8. - Material (1) according to any one of the previous claims, characterised in that the openings (8) in the second layer (3) widen in the direction away from the first layer (2 ) .

9. - Mattress (17) that comprises at least one layer of material (1) according to any one of the previous claims, whereby the layer of material (1) is oriented such that the first layer (2) of foam is oriented towards the side that is intended to be used by a person for lying on.

10. - Mattress according to claim 9, characterised in that it comprises two layers of material (1) according to any one of the claims 1 to 9, whereby both layers of material (1) are turned towards one another with their second layer (3) of flexible foam.

11.- Mattress topper that comprises at least one layer of material (1) according to any one of the claims 1 to 8, whereby the layer of material (1) is oriented in such a way that the first layer (2) of foam is oriented towards the side that is intended to be used by a person for lying on.

12. - Pillow that comprises at least one layer of material

(1) according to any one of the claims 1 to 8, whereby the layer of material (1) is oriented such. that the first layer

(2) of foam is oriented towards the side that is intended to be used by a. person for laying his head on..

13. - Pillow that comprises two layers of material (1) according to any one of the claims 1 to 8, whereby both layers of material (1) are turned towards one another with their second layer (3) of flexible foam.
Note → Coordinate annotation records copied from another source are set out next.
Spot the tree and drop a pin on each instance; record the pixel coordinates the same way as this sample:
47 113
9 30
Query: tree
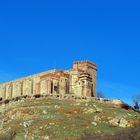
136 100
100 94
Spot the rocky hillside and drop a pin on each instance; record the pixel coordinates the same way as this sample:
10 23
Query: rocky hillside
54 119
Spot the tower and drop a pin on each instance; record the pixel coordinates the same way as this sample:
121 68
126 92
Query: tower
88 77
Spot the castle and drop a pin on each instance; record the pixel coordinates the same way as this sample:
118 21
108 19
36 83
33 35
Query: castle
79 81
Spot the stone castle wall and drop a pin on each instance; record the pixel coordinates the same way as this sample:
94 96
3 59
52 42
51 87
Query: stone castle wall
80 81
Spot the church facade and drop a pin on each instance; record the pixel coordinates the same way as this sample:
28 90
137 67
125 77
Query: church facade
79 81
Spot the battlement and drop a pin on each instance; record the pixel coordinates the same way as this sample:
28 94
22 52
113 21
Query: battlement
84 65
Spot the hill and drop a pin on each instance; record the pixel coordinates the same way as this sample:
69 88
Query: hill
62 119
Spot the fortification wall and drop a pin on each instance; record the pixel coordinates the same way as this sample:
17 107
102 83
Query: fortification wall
80 81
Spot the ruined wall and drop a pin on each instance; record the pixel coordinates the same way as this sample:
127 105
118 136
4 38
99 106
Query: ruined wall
55 82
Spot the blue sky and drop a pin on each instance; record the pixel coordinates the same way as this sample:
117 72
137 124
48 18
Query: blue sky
39 35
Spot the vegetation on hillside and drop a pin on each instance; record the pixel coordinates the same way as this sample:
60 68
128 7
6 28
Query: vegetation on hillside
53 119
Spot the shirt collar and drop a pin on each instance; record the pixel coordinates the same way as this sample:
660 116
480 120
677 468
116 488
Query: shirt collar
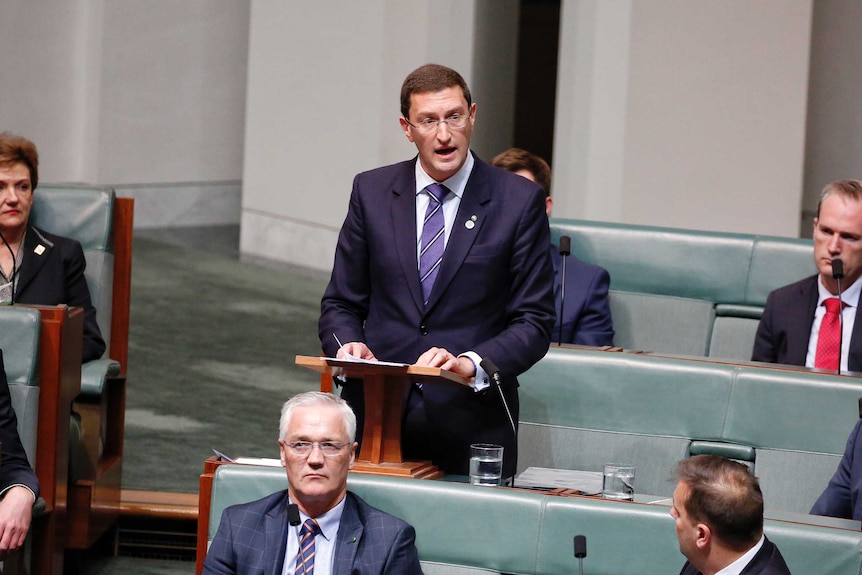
850 296
329 521
737 566
456 183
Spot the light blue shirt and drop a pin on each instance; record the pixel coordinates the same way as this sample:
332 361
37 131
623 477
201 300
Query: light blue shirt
456 184
324 542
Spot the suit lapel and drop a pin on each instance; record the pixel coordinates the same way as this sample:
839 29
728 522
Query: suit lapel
800 323
36 252
276 537
473 209
403 213
347 540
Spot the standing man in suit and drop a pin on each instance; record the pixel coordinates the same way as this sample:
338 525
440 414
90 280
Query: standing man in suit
338 533
19 486
790 327
843 495
392 297
718 510
586 314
14. Pillow according to claim 12 or 13, characterised in that it is provided with a cavity for a sound-producing device, and this cavity is accessible from the outside of the pillow.

15. - Cushion that comprises at least one layer of material (1) according to any one of the claims 1 to 7, whereby the layer of material (1) is oriented such that the first layer (2) of foam is oriented towards the side that is intended to be used by a person for resting his body on or against it.
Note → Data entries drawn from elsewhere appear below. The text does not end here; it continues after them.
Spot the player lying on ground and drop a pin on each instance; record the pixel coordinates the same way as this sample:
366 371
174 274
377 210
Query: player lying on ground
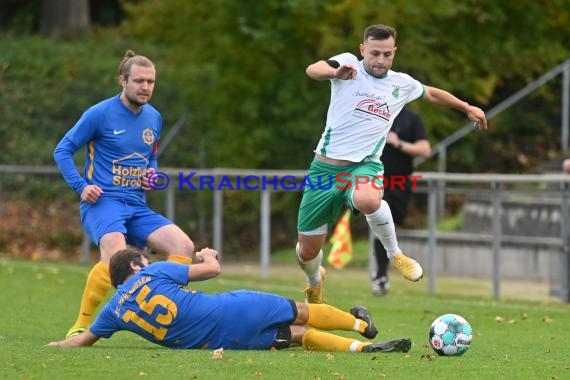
151 303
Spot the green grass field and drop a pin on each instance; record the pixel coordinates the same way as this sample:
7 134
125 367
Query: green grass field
512 339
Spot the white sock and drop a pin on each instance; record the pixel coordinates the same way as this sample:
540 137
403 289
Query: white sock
311 267
382 224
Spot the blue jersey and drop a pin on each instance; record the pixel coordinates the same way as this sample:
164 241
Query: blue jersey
152 304
121 145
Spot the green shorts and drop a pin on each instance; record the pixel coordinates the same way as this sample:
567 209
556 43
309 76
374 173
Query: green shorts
328 189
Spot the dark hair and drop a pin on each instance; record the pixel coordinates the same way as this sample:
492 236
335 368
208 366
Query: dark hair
130 59
379 32
120 264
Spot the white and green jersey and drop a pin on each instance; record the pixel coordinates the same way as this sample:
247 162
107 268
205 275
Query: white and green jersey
361 112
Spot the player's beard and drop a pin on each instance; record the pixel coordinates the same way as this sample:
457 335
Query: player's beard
135 102
375 74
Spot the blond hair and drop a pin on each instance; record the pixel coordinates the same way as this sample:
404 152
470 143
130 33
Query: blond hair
130 59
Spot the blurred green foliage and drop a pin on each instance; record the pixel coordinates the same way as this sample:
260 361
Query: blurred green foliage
236 70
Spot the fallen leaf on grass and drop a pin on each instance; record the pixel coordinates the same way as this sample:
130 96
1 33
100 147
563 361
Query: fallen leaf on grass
218 354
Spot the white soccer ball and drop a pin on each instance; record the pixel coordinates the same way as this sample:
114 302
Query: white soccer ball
450 335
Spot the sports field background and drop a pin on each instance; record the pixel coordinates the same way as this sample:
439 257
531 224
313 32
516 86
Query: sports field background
512 338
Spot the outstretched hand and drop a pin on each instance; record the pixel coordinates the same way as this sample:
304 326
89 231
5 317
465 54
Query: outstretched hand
477 116
345 72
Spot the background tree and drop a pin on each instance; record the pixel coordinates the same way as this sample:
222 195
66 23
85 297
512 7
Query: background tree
63 18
16. - Method for manufacturing a multi-layered material (1) that comprises the following steps: the composition of a multi-layered composite flexible layer (10) of at least three layers (11, 12) of flexible foam bonded together; the cutting of the middle layer (11) of the three layers (11, 12) to form two separate layers of the material (1), whereby the applied cut essentially runs through the middle layer (11) of the three layers (11, 12) and also continues locally up to each of the outermost layers (12) of the three layers (11, 12), characterised in that the two outermost layers (12) of the three layers (11, 12) have a permeability to- air that is greater than the permeability to air of the middle layer (11) of these three layers (11, 12) .
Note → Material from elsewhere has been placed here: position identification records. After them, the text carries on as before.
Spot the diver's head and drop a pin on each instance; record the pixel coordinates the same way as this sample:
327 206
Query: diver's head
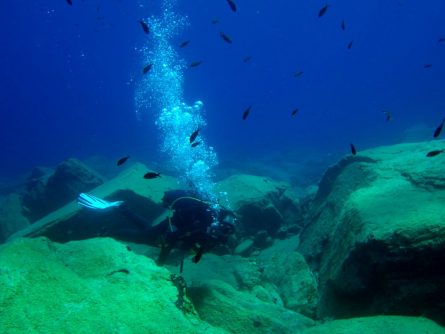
221 229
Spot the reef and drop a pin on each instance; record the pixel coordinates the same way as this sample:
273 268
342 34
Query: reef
367 244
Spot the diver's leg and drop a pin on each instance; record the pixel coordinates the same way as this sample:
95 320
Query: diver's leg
165 251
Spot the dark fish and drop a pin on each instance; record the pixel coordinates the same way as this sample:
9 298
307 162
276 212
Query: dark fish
232 5
151 175
323 11
387 114
147 68
226 38
184 44
353 149
434 153
246 112
121 161
438 129
196 63
144 26
194 135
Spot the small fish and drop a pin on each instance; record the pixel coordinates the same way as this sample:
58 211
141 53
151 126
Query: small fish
184 44
434 153
144 26
194 135
246 112
121 161
151 175
232 5
147 68
438 129
226 38
195 63
323 11
387 114
353 149
124 271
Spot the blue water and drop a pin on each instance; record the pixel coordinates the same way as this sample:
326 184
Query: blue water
69 74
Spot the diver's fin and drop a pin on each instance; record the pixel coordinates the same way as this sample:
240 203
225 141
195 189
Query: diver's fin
95 203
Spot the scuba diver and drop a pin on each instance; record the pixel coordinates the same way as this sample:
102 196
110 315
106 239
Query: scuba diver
191 224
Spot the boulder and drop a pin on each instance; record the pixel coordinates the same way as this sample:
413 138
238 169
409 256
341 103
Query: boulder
90 286
378 325
286 269
277 275
376 234
71 222
261 203
221 305
48 192
12 218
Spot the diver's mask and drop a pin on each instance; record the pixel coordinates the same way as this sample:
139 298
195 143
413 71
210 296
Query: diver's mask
222 229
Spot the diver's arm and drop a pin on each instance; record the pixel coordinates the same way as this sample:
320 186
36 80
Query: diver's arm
198 254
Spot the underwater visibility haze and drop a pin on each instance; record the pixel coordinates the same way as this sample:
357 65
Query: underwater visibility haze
293 148
70 73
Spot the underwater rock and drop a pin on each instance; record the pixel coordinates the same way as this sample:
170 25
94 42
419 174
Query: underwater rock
244 248
72 223
90 286
288 271
221 305
46 193
378 325
278 275
261 203
11 216
376 234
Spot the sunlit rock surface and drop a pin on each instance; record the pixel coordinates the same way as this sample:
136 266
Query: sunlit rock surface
91 286
376 233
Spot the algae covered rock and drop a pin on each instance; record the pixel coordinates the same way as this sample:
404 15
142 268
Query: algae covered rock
291 276
376 234
239 312
72 223
11 216
378 325
261 203
47 192
91 286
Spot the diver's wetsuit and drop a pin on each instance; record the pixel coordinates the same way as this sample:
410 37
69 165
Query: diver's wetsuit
186 228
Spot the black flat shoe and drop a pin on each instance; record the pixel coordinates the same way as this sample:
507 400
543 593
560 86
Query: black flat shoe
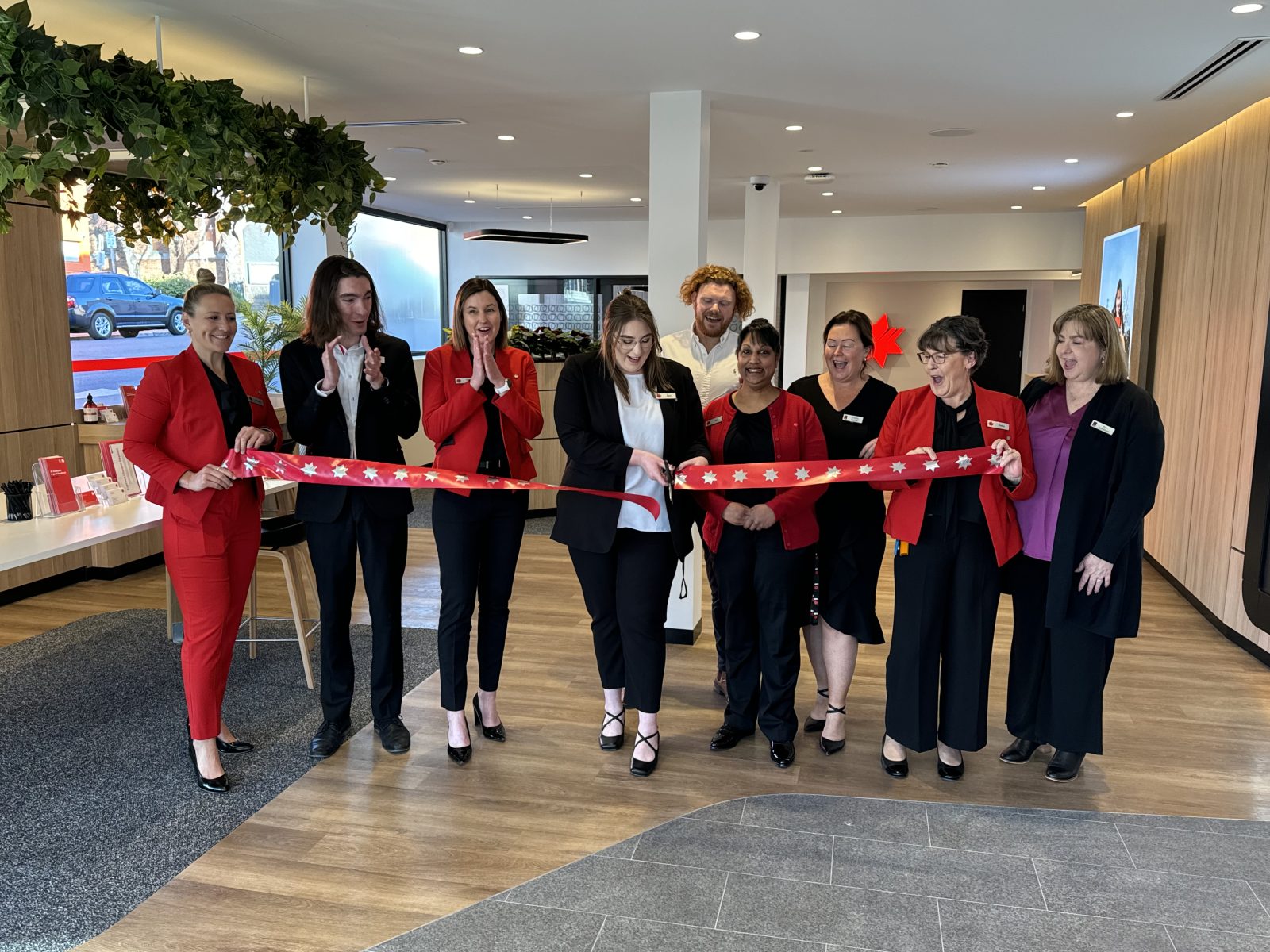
833 747
495 733
616 740
813 725
1064 767
1019 752
643 768
728 736
213 785
783 753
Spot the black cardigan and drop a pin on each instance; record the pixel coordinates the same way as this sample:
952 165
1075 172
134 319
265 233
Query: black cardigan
1109 488
591 433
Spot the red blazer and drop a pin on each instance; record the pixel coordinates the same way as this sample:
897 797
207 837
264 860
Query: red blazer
911 424
797 435
175 425
454 418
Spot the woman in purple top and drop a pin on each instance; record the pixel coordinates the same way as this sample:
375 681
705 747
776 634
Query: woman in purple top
1098 444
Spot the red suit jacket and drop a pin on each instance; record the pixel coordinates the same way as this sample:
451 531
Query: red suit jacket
175 425
454 416
797 435
911 424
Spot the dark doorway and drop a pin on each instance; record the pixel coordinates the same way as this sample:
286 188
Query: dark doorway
1003 315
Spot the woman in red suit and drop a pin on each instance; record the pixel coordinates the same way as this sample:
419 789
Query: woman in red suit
188 413
950 535
480 408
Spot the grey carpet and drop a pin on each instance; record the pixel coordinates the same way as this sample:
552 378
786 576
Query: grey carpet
422 516
98 805
795 873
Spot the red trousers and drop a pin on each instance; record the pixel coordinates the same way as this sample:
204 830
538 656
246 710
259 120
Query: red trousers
211 565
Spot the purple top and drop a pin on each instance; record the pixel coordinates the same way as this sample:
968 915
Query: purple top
1052 429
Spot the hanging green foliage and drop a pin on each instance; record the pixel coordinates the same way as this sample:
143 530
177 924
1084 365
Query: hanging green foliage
196 146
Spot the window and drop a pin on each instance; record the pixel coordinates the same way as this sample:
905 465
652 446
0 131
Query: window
406 260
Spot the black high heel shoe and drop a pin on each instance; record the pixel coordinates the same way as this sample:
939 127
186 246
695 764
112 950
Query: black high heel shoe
495 733
814 725
213 785
833 747
461 755
643 768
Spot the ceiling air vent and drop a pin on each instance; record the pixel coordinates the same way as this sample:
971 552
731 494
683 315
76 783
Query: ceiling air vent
1233 52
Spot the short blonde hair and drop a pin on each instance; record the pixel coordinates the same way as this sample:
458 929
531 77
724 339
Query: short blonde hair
719 274
1096 324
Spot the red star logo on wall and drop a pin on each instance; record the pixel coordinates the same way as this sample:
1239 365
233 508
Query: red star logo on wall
884 340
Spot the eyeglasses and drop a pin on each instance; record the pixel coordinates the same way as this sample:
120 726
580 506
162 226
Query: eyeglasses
937 357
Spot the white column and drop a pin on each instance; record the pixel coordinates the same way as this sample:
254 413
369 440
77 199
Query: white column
759 254
679 192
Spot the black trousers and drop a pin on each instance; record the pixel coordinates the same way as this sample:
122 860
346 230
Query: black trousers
718 613
478 545
626 589
768 589
334 547
1056 674
946 593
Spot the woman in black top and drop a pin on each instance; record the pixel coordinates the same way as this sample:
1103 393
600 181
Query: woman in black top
851 406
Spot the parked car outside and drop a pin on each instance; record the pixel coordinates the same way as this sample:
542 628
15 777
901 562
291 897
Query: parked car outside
105 302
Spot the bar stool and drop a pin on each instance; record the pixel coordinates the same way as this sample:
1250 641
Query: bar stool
283 539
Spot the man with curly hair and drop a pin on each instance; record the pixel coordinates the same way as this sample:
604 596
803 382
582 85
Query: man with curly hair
717 295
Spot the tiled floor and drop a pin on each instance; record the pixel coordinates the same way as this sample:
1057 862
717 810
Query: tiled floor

17. - Method according to claim 16, characterised in that the cutting of the middle layer (11) of the three layers

(11, 12) is done in a profiling machine with simultaneous deformation of the composite layer (10), whereby the position and shape of the cut is controlled by the thicknesses of the layers (11, 12) and the settings of the profiling machine.

18. - Method according to claim 17, characterised in that the profiling machine has two profiled rollers (13) to compress a layer of flexible foam location-dependently by guiding it between the rollers, whereby the settings of the profiling machine comprise the geometry of the profiling of the rollers (13) and the distance of the rollers (13) from one another.

19.- Method according to claim 16, characterised in that the cutting of the middle layer (11) of the three layers (11, 12) is done in a contour cutting machine whereby the position and shape of the cut is controlled by the settings of the contour cutting machine

20.- Method according to claim 19, characterised in that the composite layer 10 is guided successively in two unequal directions by the contour cutting machine.

21.- Method according to any one of the claims 13 to 17, characterised in that the outermost layers (12) of the three layers (11, 12) are made from reticulated foam and the middle layer (11) of the three layers (11, 12) is made from viscoelastic foam.